Aggregation describes the formation of large clusters of proteins. Aggregated proteins often lose their functionality. This can lead to ambiguous results in biochemical and biophysical assays, and aggregates can cause adverse effects when present in therapeutic drugs. Aggregation therefore needs to be avoided for many applications, but it is a common problem during purification, refolding, shipping, and storage, to name some examples. The aggregation behavior of a protein is often investigated as one aspect of protein stability.

Aggregation from the denatured state

Aggregation typically occurs as a consequence of denatured or partially denatured proteins (see illustration). When proteins (partially) unfold, hydrophobic patches from the interior of the protein often become exposed to the surface. In a polar environment (e.g. a buffer), these hydrophobic patches can then interact with hydrophobic patches of other molecules to form aggregates. In more general terms, unfolded regions will probe the conformational space to identify the lowest possible energy state, which is not necessarily the native conformation. Aggregation is a way to minimize the energy level by favoring a maximum of electrostatic and hydrophobic interactions allowed by the amino acid sequence. Partial unfolding can be caused by elevated temperature or by the presence of destabilizing agents, such as DMSO. While (partial) unfolding is potentially reversible, aggregation is typically not. This means that an aggregated protein sample typically cannot be recovered, which makes it important to prevent aggregation from happening in the first place. It also means that strictly speaking, there is no equilibrium in thermal unfolding experiments, because the (irreversible) aggregation process keeps removing unfolded protein from the reaction.

Aggregation from the denatured state is easy to screen for with Prometheus. By screening for conditions that stabilize the native state, which can be done by screening for thermal stability.

Aggregation from the native state

Some proteins, e.g. membrane proteins with large surface-exposed hydrophobic regions or intrinsically disordered proteins, show a tendency to form aggregates even in their native (folded) state. In such cases, solubilizing additives, such as detergents are used to keep these molecules in solution. Aggregation from the native state is best investigated using light-scattering methods.

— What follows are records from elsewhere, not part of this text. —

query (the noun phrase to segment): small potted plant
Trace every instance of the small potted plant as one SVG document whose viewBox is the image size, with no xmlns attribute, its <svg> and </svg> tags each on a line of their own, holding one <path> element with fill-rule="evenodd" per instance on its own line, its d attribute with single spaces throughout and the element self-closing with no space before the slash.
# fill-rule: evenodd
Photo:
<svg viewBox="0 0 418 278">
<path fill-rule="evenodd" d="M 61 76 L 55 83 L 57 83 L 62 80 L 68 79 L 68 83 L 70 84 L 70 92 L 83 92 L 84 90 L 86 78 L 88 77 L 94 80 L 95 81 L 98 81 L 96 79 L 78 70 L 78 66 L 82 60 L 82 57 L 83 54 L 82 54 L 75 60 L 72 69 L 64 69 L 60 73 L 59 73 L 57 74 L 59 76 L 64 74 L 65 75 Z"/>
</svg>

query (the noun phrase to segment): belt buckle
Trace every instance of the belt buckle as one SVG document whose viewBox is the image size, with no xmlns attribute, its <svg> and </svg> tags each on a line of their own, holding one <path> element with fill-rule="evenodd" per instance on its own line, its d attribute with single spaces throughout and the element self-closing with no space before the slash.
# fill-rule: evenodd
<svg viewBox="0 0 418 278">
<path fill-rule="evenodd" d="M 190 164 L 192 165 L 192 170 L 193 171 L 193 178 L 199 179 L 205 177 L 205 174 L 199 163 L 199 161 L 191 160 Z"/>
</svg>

Figure: This illustration shows different aggregation pathways. Aggregation may originate from the denatured or native state of a protein. (Partially) unfolded molecules start interacting, forming large aggregates. This process can be accelerated by increasing temperature.

Aggregation studies on Prometheus

Prometheus Panta measures protein aggregation via scattering using the DLS optics and turbidity using the backreflection optics. Prometheus Panta outputs the onsets of aggregation (see image below), which are temperatures at which the sample starts to aggregate or changes in size. The different states of aggregation may be reflected in the different onsets, from oligomerization to precipitation. All of these parameters are useful for comparing protein colloidal stability, and are generally useful to know as temperatures to keep your sample below. The onsets of aggregation often correlate with the unfolding of the protein as shown in the figure below. For proteins showing more than one unfolding event, aggregation may happen as a consequence of the first unfolding event or of a later one. Additional information on the underlying pathway of aggregation can be obtained by comparing the scattering, turbidity, and unfolding profiles with each other.